Quick and Powerful

Quick and Powerful September 3, 2012

And so another Labor Day comes, bringing the end to summer.  May the next summer bring more jobs to those who need them, and some recovery to the household income of those who do have jobs

Now, back to the BoM. I have been wandering around in the BoM looking, from the perspective of a reader of the NT, at how the BoM uses the biblical text. Those who’ve been around for a bit know that sometimes there’s no change and sometimes there’s some significant change, usually in a fashion that makes the idea in the NT “friendlier” to a modern reader. Here we have a case in which new wine has definitely been poured into an old wineskin — and in a timely fashion, too, as Helaman 1-5 was the GD lesson on Sunday.

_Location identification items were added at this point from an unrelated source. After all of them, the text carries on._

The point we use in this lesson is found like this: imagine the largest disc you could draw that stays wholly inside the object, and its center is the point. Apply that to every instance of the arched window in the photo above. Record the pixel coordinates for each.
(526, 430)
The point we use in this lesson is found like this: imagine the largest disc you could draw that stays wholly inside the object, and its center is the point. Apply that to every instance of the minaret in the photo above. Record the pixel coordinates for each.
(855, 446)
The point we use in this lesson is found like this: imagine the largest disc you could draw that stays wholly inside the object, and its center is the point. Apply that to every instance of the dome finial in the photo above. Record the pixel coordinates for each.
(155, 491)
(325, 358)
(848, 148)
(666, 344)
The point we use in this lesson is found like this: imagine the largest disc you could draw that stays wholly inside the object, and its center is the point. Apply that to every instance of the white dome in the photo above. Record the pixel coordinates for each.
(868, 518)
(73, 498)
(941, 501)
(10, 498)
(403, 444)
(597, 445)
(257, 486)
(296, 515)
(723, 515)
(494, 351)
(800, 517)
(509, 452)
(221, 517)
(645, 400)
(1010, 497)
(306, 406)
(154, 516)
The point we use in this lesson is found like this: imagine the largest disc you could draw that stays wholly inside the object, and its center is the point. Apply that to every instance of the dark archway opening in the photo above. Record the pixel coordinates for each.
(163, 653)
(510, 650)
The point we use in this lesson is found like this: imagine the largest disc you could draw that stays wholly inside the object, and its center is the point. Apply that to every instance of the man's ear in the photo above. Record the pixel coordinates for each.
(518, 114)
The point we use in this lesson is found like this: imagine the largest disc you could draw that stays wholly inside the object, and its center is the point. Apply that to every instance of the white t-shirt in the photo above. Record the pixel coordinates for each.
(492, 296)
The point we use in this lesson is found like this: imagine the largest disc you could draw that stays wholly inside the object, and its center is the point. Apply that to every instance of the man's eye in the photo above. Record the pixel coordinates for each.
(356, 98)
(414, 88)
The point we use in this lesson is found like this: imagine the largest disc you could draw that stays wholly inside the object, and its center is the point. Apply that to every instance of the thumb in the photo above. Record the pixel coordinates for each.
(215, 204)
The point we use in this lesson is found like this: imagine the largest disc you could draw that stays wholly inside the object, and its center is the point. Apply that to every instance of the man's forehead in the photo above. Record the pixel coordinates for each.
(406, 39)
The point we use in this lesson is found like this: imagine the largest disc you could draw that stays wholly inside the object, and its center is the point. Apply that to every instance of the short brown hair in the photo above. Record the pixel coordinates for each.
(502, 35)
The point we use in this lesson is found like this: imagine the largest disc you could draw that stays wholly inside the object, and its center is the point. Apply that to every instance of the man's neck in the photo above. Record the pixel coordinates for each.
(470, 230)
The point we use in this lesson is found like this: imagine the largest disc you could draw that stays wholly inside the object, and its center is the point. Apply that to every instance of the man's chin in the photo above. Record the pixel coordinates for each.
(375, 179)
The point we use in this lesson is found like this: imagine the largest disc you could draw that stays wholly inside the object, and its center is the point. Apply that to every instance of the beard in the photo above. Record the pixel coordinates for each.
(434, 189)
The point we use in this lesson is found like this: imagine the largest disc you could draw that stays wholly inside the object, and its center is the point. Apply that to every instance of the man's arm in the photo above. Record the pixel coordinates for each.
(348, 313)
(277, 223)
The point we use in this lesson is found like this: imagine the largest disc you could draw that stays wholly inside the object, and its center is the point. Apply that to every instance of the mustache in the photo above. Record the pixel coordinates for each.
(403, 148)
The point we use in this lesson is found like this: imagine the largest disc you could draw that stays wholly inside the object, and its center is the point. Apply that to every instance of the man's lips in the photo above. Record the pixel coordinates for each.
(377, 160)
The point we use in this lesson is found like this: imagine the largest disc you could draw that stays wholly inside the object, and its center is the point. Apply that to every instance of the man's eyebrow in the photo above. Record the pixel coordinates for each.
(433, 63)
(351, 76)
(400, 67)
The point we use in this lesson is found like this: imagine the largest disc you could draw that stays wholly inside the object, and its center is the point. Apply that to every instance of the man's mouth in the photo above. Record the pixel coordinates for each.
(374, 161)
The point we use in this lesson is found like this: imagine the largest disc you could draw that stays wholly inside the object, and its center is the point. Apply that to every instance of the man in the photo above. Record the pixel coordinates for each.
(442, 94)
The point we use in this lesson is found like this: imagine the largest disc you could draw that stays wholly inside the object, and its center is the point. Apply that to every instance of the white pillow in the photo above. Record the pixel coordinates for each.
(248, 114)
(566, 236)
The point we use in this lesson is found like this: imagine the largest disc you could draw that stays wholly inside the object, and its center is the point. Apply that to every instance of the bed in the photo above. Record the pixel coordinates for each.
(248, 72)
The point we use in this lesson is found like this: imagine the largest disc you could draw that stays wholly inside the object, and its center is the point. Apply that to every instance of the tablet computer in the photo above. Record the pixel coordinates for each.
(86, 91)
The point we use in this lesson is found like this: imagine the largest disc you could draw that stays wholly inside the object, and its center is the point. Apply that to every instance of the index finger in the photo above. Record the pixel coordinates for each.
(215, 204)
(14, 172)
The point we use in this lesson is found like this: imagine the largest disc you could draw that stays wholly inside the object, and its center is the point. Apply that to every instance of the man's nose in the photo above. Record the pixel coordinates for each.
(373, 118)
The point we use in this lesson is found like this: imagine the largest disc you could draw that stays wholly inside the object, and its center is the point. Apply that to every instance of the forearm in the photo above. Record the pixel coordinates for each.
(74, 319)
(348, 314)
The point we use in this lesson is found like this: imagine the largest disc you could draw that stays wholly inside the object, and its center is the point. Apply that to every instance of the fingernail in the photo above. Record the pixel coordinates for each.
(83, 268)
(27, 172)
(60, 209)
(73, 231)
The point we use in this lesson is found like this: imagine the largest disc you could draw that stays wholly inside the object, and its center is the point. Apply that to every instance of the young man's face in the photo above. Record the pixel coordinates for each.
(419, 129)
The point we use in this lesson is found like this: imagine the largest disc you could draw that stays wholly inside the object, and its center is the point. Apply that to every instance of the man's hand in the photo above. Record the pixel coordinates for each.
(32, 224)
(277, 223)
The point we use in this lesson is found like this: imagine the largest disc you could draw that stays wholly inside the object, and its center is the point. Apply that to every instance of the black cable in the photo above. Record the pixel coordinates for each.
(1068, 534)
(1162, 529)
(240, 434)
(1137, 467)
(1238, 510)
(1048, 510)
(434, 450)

When the author of Hebrews wanted to exhort his readers to get with the gospel program, among other things he pointed out that the word of God is not something that can be fooled, or fooled with:

Indeed, the word of God is living and active, sharper than any two-edged sword, piercing until it divides soul from spirit, joints from marrow; it is able to judge the thoughts and intentions of the heart. And before him no creature is hidden, but all are naked and laid bare to the eyes of the one to whom we must render an account. (Heb 4:12-13 NRS)

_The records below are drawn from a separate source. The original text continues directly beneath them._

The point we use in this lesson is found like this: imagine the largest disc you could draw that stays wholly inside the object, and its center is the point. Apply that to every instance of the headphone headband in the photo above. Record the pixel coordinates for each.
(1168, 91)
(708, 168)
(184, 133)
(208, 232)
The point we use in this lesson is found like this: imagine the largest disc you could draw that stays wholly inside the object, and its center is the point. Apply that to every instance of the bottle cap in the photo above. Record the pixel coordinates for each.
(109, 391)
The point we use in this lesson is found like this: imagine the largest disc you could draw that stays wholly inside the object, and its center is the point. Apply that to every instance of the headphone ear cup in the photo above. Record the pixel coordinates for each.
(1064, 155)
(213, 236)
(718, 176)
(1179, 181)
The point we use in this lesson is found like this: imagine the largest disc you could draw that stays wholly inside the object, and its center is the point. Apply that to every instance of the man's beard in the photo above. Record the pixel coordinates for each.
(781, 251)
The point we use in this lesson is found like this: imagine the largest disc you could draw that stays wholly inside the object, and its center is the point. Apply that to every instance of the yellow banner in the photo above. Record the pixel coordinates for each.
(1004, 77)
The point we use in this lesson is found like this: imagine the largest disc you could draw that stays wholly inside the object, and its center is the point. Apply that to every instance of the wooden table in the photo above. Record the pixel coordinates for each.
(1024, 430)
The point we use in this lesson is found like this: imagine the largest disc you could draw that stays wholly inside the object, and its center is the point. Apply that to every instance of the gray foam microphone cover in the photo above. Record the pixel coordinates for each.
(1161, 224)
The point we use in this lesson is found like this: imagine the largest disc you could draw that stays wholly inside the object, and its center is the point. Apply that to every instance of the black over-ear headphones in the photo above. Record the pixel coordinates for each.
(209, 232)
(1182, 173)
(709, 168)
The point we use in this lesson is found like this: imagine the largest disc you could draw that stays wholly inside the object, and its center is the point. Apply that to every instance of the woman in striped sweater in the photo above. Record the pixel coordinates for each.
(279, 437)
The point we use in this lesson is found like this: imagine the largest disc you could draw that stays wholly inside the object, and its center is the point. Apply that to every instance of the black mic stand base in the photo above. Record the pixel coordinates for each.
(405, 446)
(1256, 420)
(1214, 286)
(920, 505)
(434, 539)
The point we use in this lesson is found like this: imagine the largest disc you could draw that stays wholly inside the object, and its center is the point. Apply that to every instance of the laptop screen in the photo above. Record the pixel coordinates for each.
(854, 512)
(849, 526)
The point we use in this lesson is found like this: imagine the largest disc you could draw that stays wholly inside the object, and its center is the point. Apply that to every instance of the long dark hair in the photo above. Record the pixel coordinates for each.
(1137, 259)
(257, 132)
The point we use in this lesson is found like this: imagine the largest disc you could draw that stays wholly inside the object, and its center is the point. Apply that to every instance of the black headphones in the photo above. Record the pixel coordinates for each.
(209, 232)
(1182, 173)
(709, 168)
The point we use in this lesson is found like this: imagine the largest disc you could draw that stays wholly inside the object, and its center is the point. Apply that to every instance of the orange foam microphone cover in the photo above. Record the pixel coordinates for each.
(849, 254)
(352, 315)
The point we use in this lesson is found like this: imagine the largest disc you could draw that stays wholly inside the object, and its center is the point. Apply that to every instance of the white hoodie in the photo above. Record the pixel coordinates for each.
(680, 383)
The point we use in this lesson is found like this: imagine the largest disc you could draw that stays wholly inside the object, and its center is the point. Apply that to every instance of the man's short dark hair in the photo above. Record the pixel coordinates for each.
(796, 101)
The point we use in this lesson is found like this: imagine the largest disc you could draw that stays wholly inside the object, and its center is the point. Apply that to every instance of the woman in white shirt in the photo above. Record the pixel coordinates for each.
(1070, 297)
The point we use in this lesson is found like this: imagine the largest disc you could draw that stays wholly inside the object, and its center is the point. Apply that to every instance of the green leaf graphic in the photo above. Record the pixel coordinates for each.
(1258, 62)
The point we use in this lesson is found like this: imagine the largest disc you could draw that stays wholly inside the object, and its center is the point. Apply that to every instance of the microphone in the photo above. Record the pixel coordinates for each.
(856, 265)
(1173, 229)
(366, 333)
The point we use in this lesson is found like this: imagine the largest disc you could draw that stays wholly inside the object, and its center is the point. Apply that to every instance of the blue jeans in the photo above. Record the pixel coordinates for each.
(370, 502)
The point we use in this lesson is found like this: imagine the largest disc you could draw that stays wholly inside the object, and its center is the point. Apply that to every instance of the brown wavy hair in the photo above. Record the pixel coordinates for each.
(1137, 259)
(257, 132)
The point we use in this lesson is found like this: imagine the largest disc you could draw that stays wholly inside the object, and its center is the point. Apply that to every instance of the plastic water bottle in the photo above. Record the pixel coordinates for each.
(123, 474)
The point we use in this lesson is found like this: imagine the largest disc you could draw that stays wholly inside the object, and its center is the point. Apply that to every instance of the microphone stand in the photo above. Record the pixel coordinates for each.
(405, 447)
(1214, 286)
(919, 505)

And here it is in the KJV, which is closer to the text of the BoM. Note in particular the standout phrase “quick and powerful:”

For the word of God is quick, and powerful, and sharper than any two-edged sword, piercing even to the dividing asunder of soul and spirit, and of the joints and marrow, and is a discerner of the thoughts and intents of the heart. Neither is there any creature that is not manifest in his sight: but all things are naked and opened unto the eyes of him with whom we have to do. (Heb 4:12-13 KJV)

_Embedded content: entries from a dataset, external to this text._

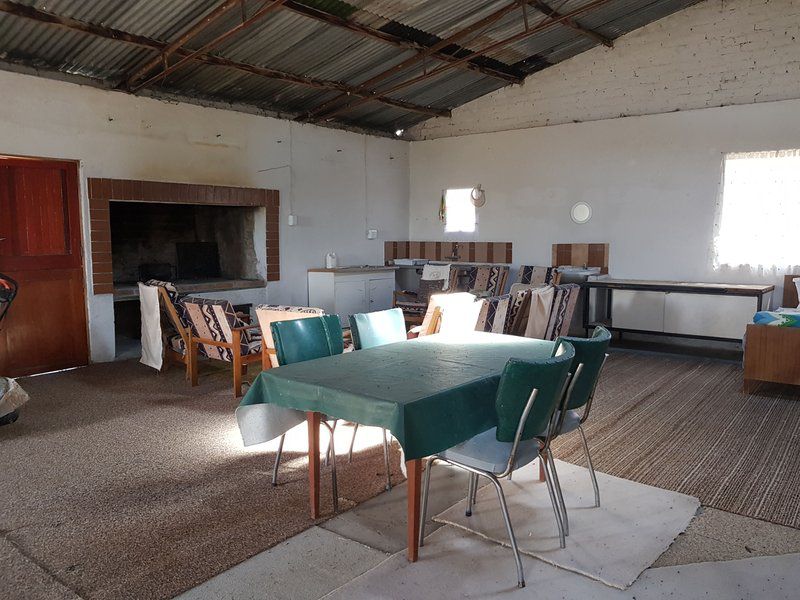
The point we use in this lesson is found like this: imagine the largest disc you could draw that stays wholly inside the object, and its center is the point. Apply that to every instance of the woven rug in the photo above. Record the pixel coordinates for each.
(639, 522)
(122, 483)
(685, 425)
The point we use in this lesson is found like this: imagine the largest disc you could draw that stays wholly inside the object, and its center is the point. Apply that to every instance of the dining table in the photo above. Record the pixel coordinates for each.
(431, 393)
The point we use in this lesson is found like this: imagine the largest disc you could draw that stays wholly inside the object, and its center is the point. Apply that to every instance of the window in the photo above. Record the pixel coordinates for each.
(459, 212)
(760, 209)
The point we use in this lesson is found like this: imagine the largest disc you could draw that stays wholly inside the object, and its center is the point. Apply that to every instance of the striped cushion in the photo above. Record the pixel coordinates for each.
(215, 320)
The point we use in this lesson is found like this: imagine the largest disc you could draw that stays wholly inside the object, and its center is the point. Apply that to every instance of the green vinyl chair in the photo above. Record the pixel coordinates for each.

The basic image is that of a two-edged sword. Now we moderns don’t use swords, two-edged or otherwise, unless we’re in a real bind. And in fact, I’d be surprised if all that many folks who read this blog have ever seen a real, serious, two-edged sword outside of a museum. So you can bet that when the BoM uses this verse, the sword business is changed:

Yea, we see that whosoever will may lay hold upon the word of God, which is quick and powerful, like a light saber…

Haha, no, that’s not it! If it were, it would be quite amazing. But here it is:

Yea, we see that whosoever will may lay hold upon the word of God, which is quick and powerful, which shall divide asunder all the cunning and the snares and the wiles of the devil, and lead the man of Christ in a strait and narrow course across that everlasting gulf of misery which is prepared to engulf the wicked — And land their souls, yea, their immortal souls, at the right hand of God in the kingdom of heaven, to sit down with Abraham, and Isaac, and with Jacob, and with all our holy fathers, to go no more out. (Hel 3:29-30)

See, all that sword business is gone! But even more interesting is the matter of by whom this “quick and powerful” word of God is used, and the identity of its target. In the NT, it’s the means by which God determines the kind of folks we are. We’re judged against the word of God, and its power to discern the character of the human heart is metaphorically portrayed by the ability to separate soul and spirit or joint and marrow.   In the BoM, the word of God has not lost any of its power to puncture pretensions or rend rationalizations.  However,  we use it ourselves to judge the thoughts and intents of other people, and in particular those who would exhort us to do some thing or make some choice in their favor.  In short, it’s one of God’s gifts to his children, to enable them to separate serious discussion from empty, deceptive rhetoric, which the BoM always associates with the devil.

And gracious me, it’s Labor Day and the beginning of  open BS Season  the end of the quadrennial American political season! Every four years, too, at just about this same time of the year. Heh.